L’ukulélé devient faux lorsque ses cordes sont par trop usagées.
Pourquoi ? Comment ?
Muni d’un endoscope, Antoine Carolus se penche de près sur ces questions pour ukulele.fr, et fort de son savoir mirandolesque nous livre des réponses scientifiques détaillées, illustrées de macrophotographies cosmiques exclusives dignes des plus belles œuvres musicalistes :
« Les nouveaux joueurs d’ukulélé demandent souvent aux plus aguerris à quel rythme leur faut-il changer les cordes, et ces derniers, souvent hésitants, ont bien du mal à leur répondre autre chose que « lorsque c’est nécessaire ». D’autres, moins laconiques, expliquent aux néophytes que le moment est venu quand leur instrument devient rétif à l’accordage, ou plus précisément lorsque ce dernier n’est pas constant selon que l’on joue à vide ou que l’on tient un accord en bas de manche. Que se passe-t-il exactement ?
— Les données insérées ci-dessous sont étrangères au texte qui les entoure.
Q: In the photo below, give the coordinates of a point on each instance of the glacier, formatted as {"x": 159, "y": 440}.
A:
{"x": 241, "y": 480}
(Photos : Antoine Carolus)
Sans entrer dans les arcanes de la mécanique pythagoricienne, une corde est un cylindre régulier vibrant. Plus la masse de la corde est importante, plus la fréquence de vibration est lente, et plus la note produite sonne grave à notre oreille. Ainsi, en pinçant une corde, on réduit la longueur (et donc la masse) vibrante, et l’on obtient un son plus aigu. Par exemple, en pinçant une corde à la moitié exacte du diapason (longueur vibrante de sillet à sillet), on diminue exactement de moitié la partie utile de la corde, et l’on produit une note à l’octave supérieure de la note dite « à vide ».
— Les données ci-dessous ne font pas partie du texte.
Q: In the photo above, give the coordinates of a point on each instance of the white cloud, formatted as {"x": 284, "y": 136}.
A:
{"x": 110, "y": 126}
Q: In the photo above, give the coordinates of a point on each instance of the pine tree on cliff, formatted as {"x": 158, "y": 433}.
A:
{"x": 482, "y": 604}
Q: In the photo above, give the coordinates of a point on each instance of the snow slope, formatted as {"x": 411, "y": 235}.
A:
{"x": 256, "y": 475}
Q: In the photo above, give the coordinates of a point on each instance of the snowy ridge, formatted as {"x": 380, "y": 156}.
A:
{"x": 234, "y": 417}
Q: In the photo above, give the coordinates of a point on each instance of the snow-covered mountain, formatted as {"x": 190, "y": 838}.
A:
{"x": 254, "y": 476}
Mais à force de jeu, on use les cordes. Le nylon, le fluorocarbone et pis encore, le boyau de mouton ne sont pas des matériaux très résistants, et les coups d’ongles, d’une part, et la pression et le frottement exercés sur les barrettes, d’autre part, ne sont pas sans éroder le matériau. Le plus important ici, pour comprendre ce qui rend un uke monté de vieilles cordes difficile à accorder, c’est que cette usure n’est pas répartie également le long du diapason. Le cylindre régulier qu’était une corde neuve a été attaqué un petit peu à l’endroit de chacune des frettes et beaucoup dans la zone où l’on pratique le strum. Ainsi, si l’on pince la corde comme précédemment à l’exacte moitié en terme de longueur (à la 12e frette), en revanche, la barrette ne sépare plus la masse vibrante en deux parties égales. La note jouée n’est donc plus à l’octave de la note à vide, et l’ukulélé sonne faux, et ceci d’autant plus que les cordes seront également attaquées, qu’elles soient de gros ou de petit diamètre : les grosses cordes usées sonneront plus juste que les petites, et un accord en bas de manche sera cacophonique.
Voici quelques clichés d’une corde de La (chanterelle) en fin de vie. Il s’agit ici de « nylgut » : l’effet visuel serait moindre avec du fluorocarbone, il est grandement accentué avec du boyau véritable, qui s’effiloche de manière impressionnante (voir la dernière photo).
Sur l’avant-dernière photo (« usure par les frettes »), on distingue clairement trois zones d’usure par une même frette. En effet, plus la corde s’use et plus elle se désaccorde; on se retrouve donc contraint de détendre un peu celle-ci (moins de matière, donc fréquence à vide naturellement plus aiguë) pour rétablir la note. Ce faisant, on déplace légèrement le point de contact d’avec la frette, et la barrette attaquera désormais la corde un peu plus loin qu’auparavant.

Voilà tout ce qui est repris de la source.